Z-Image Low VRAM: Lightweight Models & Complete Guide

This guide is intended for users with older GPUs or systems with limited VRAM. If your PC does not have a graphics card with around 16GB of VRAM, you will need to apply specific adaptations to the official Z-Image and ComfyUI workflow in order to generate images at a reasonable speed without running into memory issues.

I can personally confirm that this method works perfectly, as my own PC uses a GPU with only 6GB of VRAM. The process is very similar to the original workflow, with a few additional manual steps. The lightest model compatible with this setup can run on GPUs with as little as 4GB of VRAM.
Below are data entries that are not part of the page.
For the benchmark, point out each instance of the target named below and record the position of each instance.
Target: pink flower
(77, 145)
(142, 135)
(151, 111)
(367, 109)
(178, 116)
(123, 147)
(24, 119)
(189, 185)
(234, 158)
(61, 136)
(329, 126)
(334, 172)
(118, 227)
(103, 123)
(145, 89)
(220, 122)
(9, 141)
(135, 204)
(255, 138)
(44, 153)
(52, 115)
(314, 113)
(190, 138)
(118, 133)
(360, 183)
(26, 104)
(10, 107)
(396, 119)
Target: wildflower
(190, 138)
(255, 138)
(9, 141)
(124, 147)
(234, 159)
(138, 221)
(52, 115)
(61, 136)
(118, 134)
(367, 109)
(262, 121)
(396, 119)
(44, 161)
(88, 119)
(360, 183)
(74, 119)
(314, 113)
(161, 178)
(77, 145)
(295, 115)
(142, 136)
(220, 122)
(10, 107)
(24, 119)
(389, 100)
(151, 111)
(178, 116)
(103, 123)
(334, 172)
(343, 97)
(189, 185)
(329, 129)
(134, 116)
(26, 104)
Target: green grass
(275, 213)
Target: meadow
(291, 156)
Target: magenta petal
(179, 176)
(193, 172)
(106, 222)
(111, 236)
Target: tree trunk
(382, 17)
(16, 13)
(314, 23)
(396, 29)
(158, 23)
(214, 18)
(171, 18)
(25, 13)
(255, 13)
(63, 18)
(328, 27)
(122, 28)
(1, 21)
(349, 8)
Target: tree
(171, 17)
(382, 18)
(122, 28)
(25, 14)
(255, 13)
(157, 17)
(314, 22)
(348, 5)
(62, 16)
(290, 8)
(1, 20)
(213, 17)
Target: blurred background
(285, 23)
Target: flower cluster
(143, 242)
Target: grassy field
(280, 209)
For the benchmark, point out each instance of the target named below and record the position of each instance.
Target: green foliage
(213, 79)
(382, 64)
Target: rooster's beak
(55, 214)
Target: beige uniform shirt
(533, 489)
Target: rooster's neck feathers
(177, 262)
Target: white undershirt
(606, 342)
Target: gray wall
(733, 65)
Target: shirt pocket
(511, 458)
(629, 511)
How to Run Z-Image Turbo on Low VRAM GPUs

STEP 1: Download the Original Model Files

Even though we will replace a couple of the largest files in this workflow, all other files are still required for the model to function correctly. The easiest way to download them is by following the same automatic process used in the official Z-Image installation guide for high-end GPUs.

You can safely skip downloading the two largest files (each around 15GB), as these are the ones we will replace with lighter versions and they will not be used at any point.

STEP 2: Install ComfyUI-GGUF

You will need a specific node extension for this workflow to work correctly. Click on the ComfyUI logo in the top-left corner, then select “Manage Extensions”.

Manage Extensions ComfyUI

Inside the extensions manager, type “gguf” into the search bar and install the extension called Comfy-GGUF.

ComfyUI-GGUF Extension

Once the installation is complete, restart ComfyUI to apply the changes correctly.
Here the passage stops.